Les matières premières agricoles : un marché intéressant pour les investisseurs ?

Les matières premières agricoles : un marché intéressant pour les investisseurs ?

Trader les matières premières agricoles, ou « soft commodities », est une opération délicate en raison de la particularité de ce marché.

Cependant la hausse constante des prix ces dernières années est considérée comme un argument de poids par de nombreux investisseurs.

Qu’en est-il vraiment ?

Qu’appelle-t-on les matières premières agricoles ?

Les matières premières agricoles sont tous les produits tels que les céréales (blé, maïs, colza), le café, le sucre, etc.

Ce sont donc des produits de « première nécessité », qui constituent un marché bien spécifique et dont le prix varie constamment.

Au niveau des agriculteurs, il s’agit de vendre leur récolte des saisons suivantes à un prix défini à l’avance. Ainsi, il sera payé selon les termes du contrat, quelles que soient les variations de prix de son produit dans les mois suivants : si la valeur chute, il ne sera pas payé moins. Mais si elle augmente, il ne sera pas non plus payé plus.

En raison du nombre d’échanges très important dû à la consommation mondiale de ces produits, les investisseurs ont vu là  très tôt, un moyen de tirer profit de ces fluctuations de prix.

Comment trader les soft commodities ?

Évidemment, si l’on ne veut pas se retrouver avec des tonnes de sucre dans son garage, le seul moyen pour un investisseur particulier d’intervenir sur ce marché,  est de passer par les produits dérivés : CFD, Warrants, etc.

Pour les traders professionnels (banques, compagnies d’assurances, fonds de pension…), c’est différent. Ils spéculent sur un marché dédié, par l’intermédiaire de contrats à termes tels que les futures.

Ils achètent lorsque les prix sont au plus bas, et revendent avant la fin du contrat.

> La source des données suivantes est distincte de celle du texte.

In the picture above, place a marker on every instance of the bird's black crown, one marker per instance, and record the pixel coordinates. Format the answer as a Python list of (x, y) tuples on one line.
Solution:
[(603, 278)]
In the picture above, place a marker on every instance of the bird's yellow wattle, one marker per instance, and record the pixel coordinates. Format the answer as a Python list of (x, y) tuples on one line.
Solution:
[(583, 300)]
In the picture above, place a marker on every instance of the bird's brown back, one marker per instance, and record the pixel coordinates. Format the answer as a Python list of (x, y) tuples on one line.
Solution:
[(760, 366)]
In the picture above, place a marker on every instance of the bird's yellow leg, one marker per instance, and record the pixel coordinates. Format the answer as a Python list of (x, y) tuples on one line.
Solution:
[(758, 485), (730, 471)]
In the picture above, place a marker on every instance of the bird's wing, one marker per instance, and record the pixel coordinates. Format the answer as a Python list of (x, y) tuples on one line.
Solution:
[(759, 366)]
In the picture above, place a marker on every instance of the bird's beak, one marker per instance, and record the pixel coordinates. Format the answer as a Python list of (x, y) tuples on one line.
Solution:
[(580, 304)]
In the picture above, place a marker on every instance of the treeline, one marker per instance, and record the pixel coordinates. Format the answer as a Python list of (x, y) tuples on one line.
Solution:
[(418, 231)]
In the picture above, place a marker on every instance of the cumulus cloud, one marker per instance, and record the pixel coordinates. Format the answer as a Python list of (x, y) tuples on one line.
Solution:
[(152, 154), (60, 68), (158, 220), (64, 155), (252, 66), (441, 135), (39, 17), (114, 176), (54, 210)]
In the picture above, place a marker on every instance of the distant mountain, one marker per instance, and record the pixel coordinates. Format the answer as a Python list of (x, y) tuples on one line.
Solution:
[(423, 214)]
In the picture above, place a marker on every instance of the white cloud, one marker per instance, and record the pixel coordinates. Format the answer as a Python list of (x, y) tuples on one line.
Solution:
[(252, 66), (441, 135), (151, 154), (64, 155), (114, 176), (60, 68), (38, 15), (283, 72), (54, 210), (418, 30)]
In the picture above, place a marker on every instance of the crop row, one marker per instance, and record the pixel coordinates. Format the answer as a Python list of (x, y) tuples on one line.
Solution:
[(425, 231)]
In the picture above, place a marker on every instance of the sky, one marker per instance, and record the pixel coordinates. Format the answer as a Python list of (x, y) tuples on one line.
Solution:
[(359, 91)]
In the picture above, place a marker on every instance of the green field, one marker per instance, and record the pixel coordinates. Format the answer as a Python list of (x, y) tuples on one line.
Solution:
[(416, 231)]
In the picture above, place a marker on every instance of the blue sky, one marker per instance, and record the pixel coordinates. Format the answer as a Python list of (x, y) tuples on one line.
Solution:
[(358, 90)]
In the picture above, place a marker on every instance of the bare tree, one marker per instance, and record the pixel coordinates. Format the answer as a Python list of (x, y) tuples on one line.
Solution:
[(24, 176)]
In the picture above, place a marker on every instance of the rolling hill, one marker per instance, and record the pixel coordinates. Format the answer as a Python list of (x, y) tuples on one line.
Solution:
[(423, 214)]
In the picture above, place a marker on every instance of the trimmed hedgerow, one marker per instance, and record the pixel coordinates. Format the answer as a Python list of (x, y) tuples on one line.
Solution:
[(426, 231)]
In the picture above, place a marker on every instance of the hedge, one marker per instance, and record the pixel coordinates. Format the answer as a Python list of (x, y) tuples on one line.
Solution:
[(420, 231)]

Des indices ont également vu le jour, comme le S&P GSCI (Goldman Sachs Commodity Index), afin de permettre à ce type d’investisseurs de facilement placer leurs capitaux dans plusieurs matières premières à la fois.

Pour investir sur ce marché si particulier, il est essentiel de prendre en compte plusieurs facteurs :

  • Le niveau de la demande mondiale pour chaque produit, ainsi que le niveau de stock disponible : le rapport entre les deux est appelé « stock to use »
     
  • Les conditions climatiques des pays producteurs concernés par la matière première agricole choisie
     
  • Les éventuelles avancées technologiques dans le domaine agricole : comme elles sont capables d’augmenter la production et de l’adapter à la demande, les prix sont stabilisés
     
  • D’autres facteurs sont à surveiller : le taux de change des devises qui jouent sur l’import/export, le prix du pétrole, etc.

Il est évident que tous ces facteurs ayant une influence sur la variation des prix, le marché des soft commodities est très volatil.

Les Inconvénients de trader les matières premières agricoles :

Le principal argument des investisseurs qui choisissent de trader ce type de produit est que les prix sont en constante augmentation.

Cette augmentation trouve son origine dans la croissance de la population mondiale de 1,1 % par an (source wikipédia : http://fr.wikipedia.org/wiki/Population_mondiale).

Mais aussi, dans la spéculation sans limite des investisseurs, qui injectent des milliards de dollars sur ce marché.

Sans compter les catastrophes climatiques, la sécheresse, etc.

stock to use commodities

Mais spéculer sur les matières premières agricoles présente un point très discutable au niveau de l’éthique.

Car cette spéculation sans limite des institutions financières qui parient sur la famine mondiale pour espérer s’enrichir, pose un autre problème.

Il faut comprendre que les milliards de dollars ainsi investis sur ce marché, accroissent la demande façon « virtuelle » (contrairement à la demande réelle de la consommation de la population mondiale).

Mais ces produits étant des biens physiques, il n’y a pas assez d’offre.

Les prix flambent et les agriculteurs du monde entier se basent sur la valeur des cours pour déterminer le prix de leur récolte.

Dans les pays sous-développés, l’augmentation de ces prix empêche la population de se nourrir.

En 2011, un rapport de l’ONG Foodwatch, intitulé « les spéculateurs de la faim », dénonçait ces abus.

(source : http://www.lemonde.fr/economie/article/2012/09/13/les-speculateurs-financiers-coupables-de-la-flambee-des-prix-des-aliments_1757951_3234.html)

Pour conclure, même si les investisseurs peuvent être attirés par les plus-values en perspective, il est probablement préférable de laisser ce marché aux professionnels de la filière agricole.

Même si l’on maîtrise parfaitement l’analyse technique et la prise en compte de tous les éléments influant sur le prix, la spéculation sur les matières premières agricole impacte beaucoup trop, à mon sens, sur la vie des populations les moins favorisées.